A senhora ganhou o Prêmio Alvin Tollestrup por pesquisas na área da energia escura. Qual seu trabalho no Fermilab?
Eu trabalho no projeto Dark Energy Survey (DES), cujo objetivo é mapear 300 milhões de galáxias e 4 mil supernovas para estudar a energia escura. Para isso, foi preciso construir uma das maiores câmeras do mundo, a DECam, que conta com 570 mega-pixels. Eu participei da construção da DECam aqui no Fermilab e também do processo de instalação dela no Telescópio Blanco, no Chile. A instalação foi um sucesso e, desde 2012, a DECam tem obtido dados de alta qualidade. Minha contribuição para a DECam e o DES foi o que me rendeu o prêmio.

A energia escura é uma hipótese para explicar a expansão acelerada do Universo, certo? O que já se sabe sobre essa força?

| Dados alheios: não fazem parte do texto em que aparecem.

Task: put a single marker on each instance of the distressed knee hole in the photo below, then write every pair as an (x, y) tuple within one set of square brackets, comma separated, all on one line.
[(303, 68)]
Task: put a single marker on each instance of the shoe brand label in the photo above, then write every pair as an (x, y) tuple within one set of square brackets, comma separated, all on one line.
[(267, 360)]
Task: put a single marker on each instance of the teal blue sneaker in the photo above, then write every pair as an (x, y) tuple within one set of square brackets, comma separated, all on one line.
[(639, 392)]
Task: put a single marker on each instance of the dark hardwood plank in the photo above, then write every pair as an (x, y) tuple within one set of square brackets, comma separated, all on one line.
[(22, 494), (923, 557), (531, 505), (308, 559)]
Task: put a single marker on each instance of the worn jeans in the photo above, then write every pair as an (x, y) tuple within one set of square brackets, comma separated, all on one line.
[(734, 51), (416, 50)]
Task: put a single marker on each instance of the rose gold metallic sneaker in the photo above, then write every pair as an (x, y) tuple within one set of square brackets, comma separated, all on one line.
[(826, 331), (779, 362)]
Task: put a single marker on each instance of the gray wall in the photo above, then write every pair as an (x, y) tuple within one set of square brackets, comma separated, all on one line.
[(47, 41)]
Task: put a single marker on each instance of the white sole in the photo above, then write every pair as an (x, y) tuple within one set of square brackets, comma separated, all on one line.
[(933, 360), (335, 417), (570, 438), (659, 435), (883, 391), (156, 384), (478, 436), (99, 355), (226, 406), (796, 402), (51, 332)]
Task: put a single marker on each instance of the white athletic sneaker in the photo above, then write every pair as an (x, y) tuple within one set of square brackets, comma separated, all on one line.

Sim, é isso. No entanto, nós ainda não sabemos as propriedades físicas da energia escura. Sabemos apenas que ela constitui cerca de dois terços do nosso universo atual e que parece ser a energia do vácuo, do espaço-tempo em si.

Como surgiu seu interesse pelo tema?
Eu me interessei por esse tópico durante minha graduação em física. O problema da energia escura me foi apresentado pela primeira vez em meu projeto de iniciação científica e, desde então, o desafio de compreender esse fenômeno tem motivado minha carreira.